Fundamental Analysis (FA) is a strategy employed by investors and traders in an attempt to establish the intrinsic value of an asset or business. Fundamental analysts use publicly available information to study a business's internal and external factors (micro and macro factors) to understand whether a business is overvalued or undervalued.
Basics of Fundamental Analysis?
Analysts create different models to determine the estimated value of a company’s share price or a cryptocurrency’s coin price. The estimated value arrived through FA is referred to as the intrinsic value. There are two main models for approaching FA:
Bottom-up Approach: With this model, the analyst selects the company or project they would like to invest in and starts by looking at the company’s earnings, balance sheet, financial health, company structure & management, etc.; these are considered micro factors. Then they zoom out and compare the company’s performance against other companies within the same industry or sector. The analyst may further zoom out to consider the general economic position, like the rate of inflation, interest rates, or imminent political and regulatory decisions that may affect the broader market.
Top-down Approach: With this model, analysts follow the same procedure as with a bottom-up model but in the inverse direction. Therefore, the analyst would begin their investigation by looking at the broader market, then narrow it down to a specific sector and industry. Finally, they will pick a company to analyze before investing.
Moreover, when conducting FA, there are two main sets of data that analysts collect:
Qualitative data: These values are usually intangible and not measurable by numbers. The indicators include quality of management (board, directors, executives), brand recognition, and intellectual property, among others.
Quantitative data: This data can be measured and represented by numbers with great precision. This is usually represented by revenue, profit, assets, P/E ratio, etc.
Fundamental Analysis and cryptocurrencies
FA with cryptocurrencies generally carries the same idea and motive as analyzing with traditional investments (stocks, bonds, commodities, etc.). Although crypto projects are structured slightly differently from traditional stocks; thus the terminology and indicators may vary.
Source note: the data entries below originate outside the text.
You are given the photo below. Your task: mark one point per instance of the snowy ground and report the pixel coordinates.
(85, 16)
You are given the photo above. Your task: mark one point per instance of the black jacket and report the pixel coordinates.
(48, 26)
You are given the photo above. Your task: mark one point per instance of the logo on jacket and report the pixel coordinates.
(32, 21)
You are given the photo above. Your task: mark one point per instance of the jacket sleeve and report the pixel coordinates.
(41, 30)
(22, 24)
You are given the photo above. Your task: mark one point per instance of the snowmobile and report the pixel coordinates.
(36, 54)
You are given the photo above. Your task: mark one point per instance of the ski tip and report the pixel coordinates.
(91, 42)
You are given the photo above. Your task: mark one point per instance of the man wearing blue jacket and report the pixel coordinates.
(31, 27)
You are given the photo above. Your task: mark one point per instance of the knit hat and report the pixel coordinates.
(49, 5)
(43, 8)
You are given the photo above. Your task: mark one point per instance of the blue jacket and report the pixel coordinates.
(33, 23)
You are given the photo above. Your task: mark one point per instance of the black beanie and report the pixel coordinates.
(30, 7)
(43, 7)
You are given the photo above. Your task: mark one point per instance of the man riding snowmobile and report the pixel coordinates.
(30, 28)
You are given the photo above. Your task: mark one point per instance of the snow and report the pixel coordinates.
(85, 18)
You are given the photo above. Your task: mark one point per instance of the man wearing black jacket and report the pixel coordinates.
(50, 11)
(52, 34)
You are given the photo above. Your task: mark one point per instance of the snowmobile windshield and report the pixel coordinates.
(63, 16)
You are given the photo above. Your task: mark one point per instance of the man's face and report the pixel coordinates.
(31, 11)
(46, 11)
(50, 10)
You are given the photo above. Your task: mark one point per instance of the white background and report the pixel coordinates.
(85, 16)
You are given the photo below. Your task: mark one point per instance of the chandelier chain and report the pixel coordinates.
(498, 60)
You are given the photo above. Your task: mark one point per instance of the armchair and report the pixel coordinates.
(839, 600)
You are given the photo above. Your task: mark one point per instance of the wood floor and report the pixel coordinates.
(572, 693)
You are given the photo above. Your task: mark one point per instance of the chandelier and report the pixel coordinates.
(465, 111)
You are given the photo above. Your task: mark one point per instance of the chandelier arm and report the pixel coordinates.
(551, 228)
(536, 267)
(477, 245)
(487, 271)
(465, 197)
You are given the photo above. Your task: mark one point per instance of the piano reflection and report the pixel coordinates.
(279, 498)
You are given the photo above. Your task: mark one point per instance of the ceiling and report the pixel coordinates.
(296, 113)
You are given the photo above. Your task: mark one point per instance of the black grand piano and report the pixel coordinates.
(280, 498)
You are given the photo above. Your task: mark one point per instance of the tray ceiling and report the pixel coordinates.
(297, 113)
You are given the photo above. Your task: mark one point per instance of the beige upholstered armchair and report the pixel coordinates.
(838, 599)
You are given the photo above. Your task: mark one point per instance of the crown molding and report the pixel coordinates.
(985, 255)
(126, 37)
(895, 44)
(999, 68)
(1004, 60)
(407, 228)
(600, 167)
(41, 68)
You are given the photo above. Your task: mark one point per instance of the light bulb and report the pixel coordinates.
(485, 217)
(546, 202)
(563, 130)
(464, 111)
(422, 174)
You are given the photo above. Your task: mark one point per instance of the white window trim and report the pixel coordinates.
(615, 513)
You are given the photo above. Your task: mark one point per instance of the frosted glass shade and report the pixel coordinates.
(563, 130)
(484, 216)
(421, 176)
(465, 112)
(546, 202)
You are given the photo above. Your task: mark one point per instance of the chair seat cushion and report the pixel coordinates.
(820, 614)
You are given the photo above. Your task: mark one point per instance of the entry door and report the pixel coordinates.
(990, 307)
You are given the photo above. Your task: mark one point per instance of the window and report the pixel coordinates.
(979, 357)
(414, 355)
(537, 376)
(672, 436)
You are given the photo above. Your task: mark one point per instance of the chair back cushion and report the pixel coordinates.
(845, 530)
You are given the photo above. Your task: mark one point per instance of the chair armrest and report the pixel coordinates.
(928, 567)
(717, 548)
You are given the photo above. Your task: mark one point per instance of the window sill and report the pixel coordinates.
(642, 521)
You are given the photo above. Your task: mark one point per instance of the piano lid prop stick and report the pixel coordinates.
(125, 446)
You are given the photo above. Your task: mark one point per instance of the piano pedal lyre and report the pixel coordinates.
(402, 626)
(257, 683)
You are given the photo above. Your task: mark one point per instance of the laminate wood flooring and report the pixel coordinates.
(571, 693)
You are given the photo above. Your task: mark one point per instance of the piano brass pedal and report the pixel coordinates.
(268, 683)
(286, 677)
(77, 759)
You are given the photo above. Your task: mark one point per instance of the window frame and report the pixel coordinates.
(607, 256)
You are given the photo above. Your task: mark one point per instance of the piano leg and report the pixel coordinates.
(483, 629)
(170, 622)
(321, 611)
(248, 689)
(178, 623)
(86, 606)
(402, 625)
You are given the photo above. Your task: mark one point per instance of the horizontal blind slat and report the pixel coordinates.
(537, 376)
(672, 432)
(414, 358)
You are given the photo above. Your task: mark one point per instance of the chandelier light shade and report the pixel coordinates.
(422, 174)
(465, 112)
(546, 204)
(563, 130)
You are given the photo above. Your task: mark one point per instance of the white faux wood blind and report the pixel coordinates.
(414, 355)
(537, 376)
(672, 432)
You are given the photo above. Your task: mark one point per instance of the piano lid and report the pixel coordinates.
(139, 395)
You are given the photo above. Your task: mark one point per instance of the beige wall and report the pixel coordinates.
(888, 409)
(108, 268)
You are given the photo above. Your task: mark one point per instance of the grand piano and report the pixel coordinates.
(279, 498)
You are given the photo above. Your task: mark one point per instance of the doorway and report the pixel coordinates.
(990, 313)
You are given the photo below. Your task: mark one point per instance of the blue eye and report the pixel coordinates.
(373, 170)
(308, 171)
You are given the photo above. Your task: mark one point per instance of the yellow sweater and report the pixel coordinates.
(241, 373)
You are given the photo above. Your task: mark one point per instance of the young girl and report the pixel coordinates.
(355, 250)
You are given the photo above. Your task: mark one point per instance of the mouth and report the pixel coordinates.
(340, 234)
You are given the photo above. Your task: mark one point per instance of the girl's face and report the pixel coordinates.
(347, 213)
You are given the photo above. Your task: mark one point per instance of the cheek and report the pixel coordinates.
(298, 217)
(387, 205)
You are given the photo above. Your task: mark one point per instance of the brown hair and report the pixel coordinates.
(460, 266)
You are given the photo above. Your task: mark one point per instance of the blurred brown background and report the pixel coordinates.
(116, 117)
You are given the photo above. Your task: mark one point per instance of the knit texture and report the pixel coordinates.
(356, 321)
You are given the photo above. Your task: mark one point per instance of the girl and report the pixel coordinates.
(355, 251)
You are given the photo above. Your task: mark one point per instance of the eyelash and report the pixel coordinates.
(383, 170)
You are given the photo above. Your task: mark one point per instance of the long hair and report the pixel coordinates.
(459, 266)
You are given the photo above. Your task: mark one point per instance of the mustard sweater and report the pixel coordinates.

Whitepaper: A white paper is almost the equivalent of a prospectus provided by traditional companies. It provides a roadmap, project goals, use cases, and technology. It may also be supplemented with research that provides an insight into how the project will be made possible.
Team & Developers: It is also important to consider the people behind the project. One may ask questions such as, what are the member's track records and experience in cryptocurrency? What are their skill sets? The performance of their past projects. Essentially, one should try to know the people behind the project.
Active addresses: Blockchain technology offers a new level of transparency, such as being able to view the people active on a network. Looking at the number of active addresses and transactions on a specific blockchain can reveal information about network activity and utility.
Tokenomics: These mainly consider the economic structure of a project, including values of; Total Value Locked (TVL), Network Value to Transactions (NTV), Market Capitalization against Fully Diluted Market Capitalization, and Circulating Supply over Max Supply, among others.
Pros and Cons of fundamental analysis
Pro
FA mental analysis is beneficial in the long term as it considers multiple bases that affect a project. Hence, it enables investors to identify undervalued projects that, if invested early, can bring an x100 return on investment. Moreover, it is the strategy adopted by the most successful investors, such as Warren Buffet and Benjamin Graham.
Con
On the other hand, FA can be time-consuming because it involves a wide range of factors to consider. Additionally, the wide range of factors includes analyzing micro and macro factors simultaneously; this can be complicated, especially for novice investors.